Jovem baleado por PM em Itambé morre depois de 25 dias na UTI

0

Edvaldo da Silva Alves, 19 anos, estava desde o dia 17 de março internado na UTI do Hospital Miguel Arraes, em Paulista. Ele respirava com a ajuda de aparelhos e, segundo boletim divulgado pelos médicos, apresentava uma melhora lenta e progressiva. Mas na madrugada desta terça-feira (11) não resistiu.
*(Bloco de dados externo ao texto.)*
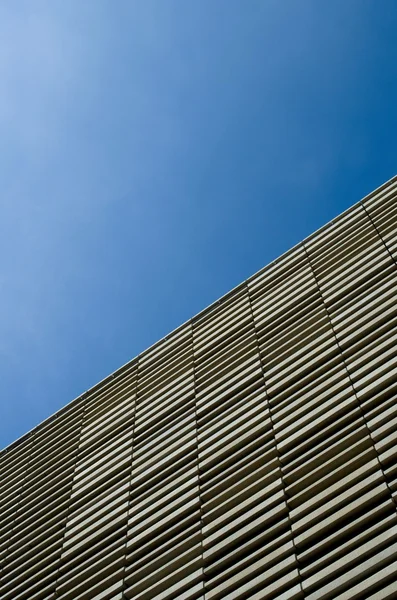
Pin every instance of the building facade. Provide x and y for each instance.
(250, 454)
Edvaldo foi atingido por uma bala de borracha disparada por um policial militar quando participava de um protesto pacífico na rodovia PE-75. A manifestação pedia o aumento do policiamento na cidade por conta de uma onda de violência. Não se esperava que aqueles que deveriam proteger os cidadãos fossem os responsáveis pela agressão que chocou os pernambucanos e repercutiu nas redes sociais por todo o Brasil.

Em vídeo gravado por um dos manifestantes fica clara a ação arbitrária e violenta dos policiais militares. Ao se aproximar de Edvaldo um deles questiona se o jovem será o primeiro a levar um tiro ali. Ato contínuo, o outro PM atira a queima-roupa. Caído no chão e sangrando bastante, o jovem é arrastado pelos policiais e agredido no rosto enquanto é colocado na parte traseira da viatura.
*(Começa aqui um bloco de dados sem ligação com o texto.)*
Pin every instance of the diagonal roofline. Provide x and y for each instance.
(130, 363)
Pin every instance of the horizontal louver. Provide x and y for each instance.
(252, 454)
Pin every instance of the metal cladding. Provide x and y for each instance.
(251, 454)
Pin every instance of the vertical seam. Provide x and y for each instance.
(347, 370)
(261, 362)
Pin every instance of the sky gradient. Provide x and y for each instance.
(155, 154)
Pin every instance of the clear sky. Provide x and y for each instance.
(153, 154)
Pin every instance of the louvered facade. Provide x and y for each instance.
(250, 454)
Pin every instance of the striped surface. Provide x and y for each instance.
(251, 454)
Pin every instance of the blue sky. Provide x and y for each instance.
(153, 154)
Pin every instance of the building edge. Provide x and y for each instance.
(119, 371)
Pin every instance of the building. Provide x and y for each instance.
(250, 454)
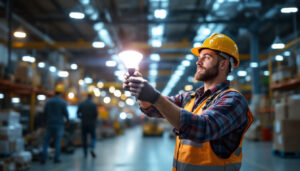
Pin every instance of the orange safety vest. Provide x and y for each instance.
(193, 156)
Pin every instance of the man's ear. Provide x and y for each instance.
(224, 64)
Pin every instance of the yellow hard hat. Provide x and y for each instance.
(221, 43)
(59, 88)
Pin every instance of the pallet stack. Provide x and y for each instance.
(12, 154)
(287, 126)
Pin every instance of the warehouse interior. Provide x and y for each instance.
(77, 44)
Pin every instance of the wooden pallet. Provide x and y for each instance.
(285, 154)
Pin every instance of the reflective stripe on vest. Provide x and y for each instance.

A Secretaria de Defesa Social disse que instaurou inquérito policial e procedimento administrativo para investigar o caso. Os policiais foram ouvidos e afastados do trabalho nas ruas até o fim das investigações.

Na manhã desta terça-feira o Governo do Estado divulgou nota sobre o falecimento do jovem: “O Governo do Estado de Pernambuco lamenta profundamente o falecimento de Edvaldo da Silva Alves. O Governo reafirma o seu firme compromisso de desautorizar e impedir qualquer abuso de força por parte das polícias do Estado. Toda ocorrência será tratada com a firmeza e responsabilidade necessárias. A apuração do ocorrido está em andamento, estando os policiais envolvidos no caso sendo devidamente investigados. Por meio da Secretaria de Saúde do Estado, foi prestada toda assistência médica qualificada a Edvaldo desde o momento do seu atendimento. O Governo do Estado se solidariza com os familiares e os amigos de Edvaldo. E fará o que estiver ao seu alcance para que todo o episódio seja esclarecido e que a Justiça seja feita”.
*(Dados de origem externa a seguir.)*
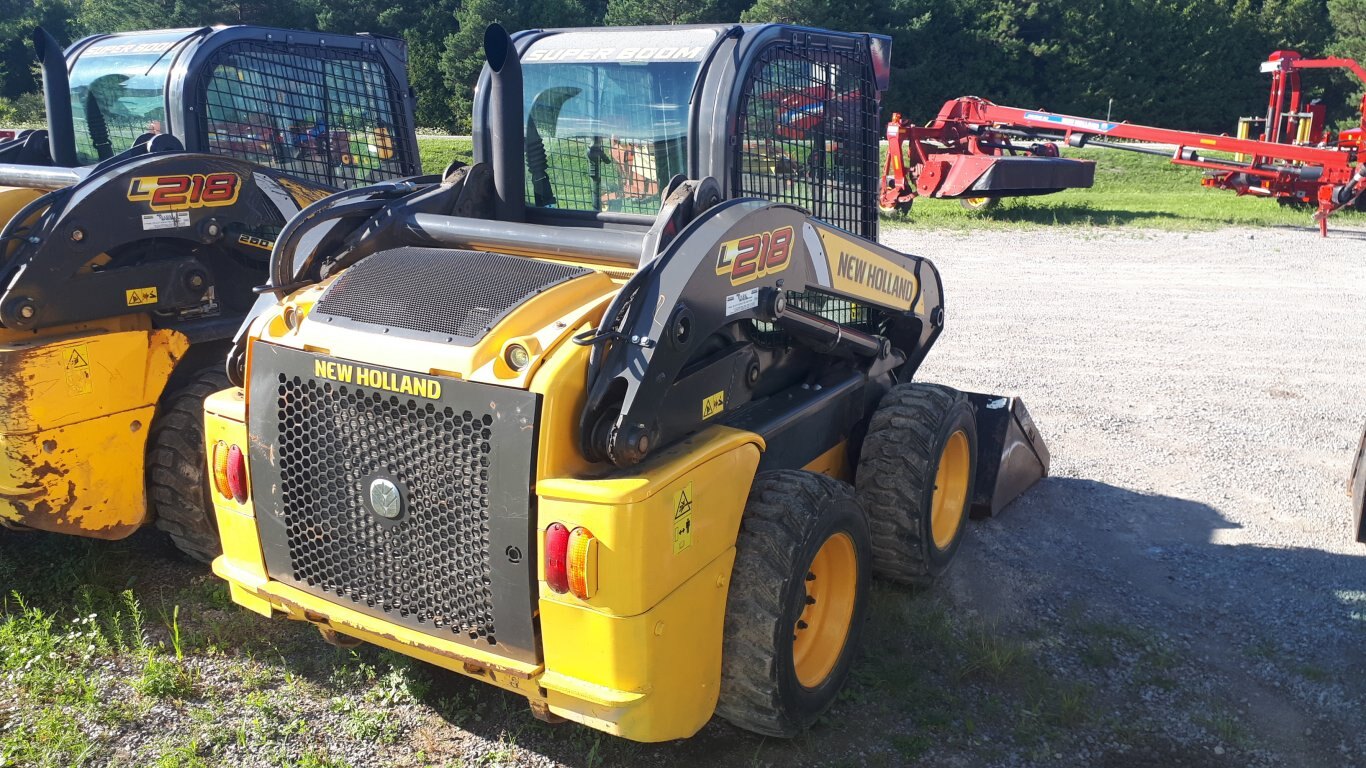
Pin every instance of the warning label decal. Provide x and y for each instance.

O tom da nota não tem respaldo nos fatos. O Governo do Estado tem atuado de forma burocrática e pouco transparente nos recorrentes casos de abuso de autoridade contra movimentos reivindicatórios pacíficos. Foi o que aconteceu no dia 21 de fevereiro quando policiais militarem prenderam dez integrantes do Movimento dos Trabalhadores Sem Teto (MTST) durante ato em frente à Companhia de Habitação e Obras de Pernambuco (Cehab). No dia seguinte ao protesto, a Justiça ordenou a soltura dos presos por falta de provas de seu envolvimento em supostos atos de vandalismo.

Outro caso recente que repercutiu fortemente nas redes sociais foi a apreensão arbitrária pela Polícia Militar de adereços e fantasias da Troça Empatando a Tua Vista, no sábado de Carnaval, quando seus integrantes se preparavam para desfilar no Galo da Madrugada em protesto contra a especulação imobiliária, o prefeito Geraldo Julio e o governador Paulo Câmara, ambos do PSB.

Em todos esses episódios, o mesmo modus operandi: arbitrariedade dos policiais militares envolvidos nas ações de rua e respostas burocráticas e protelatórias do Comando da PM e do governador Paulo Câmara (PSB). A morte de Edvaldo da Silva Alves não deve ser apenas lamentada, mas devidamente apurada e os responsáveis punidos. Deve também gerar uma mudança drástica na forma como o Governo do Estado se relaciona com os movimentos sociais em Pernambuco: mais democracia e respeito, menos truculência e impunidade.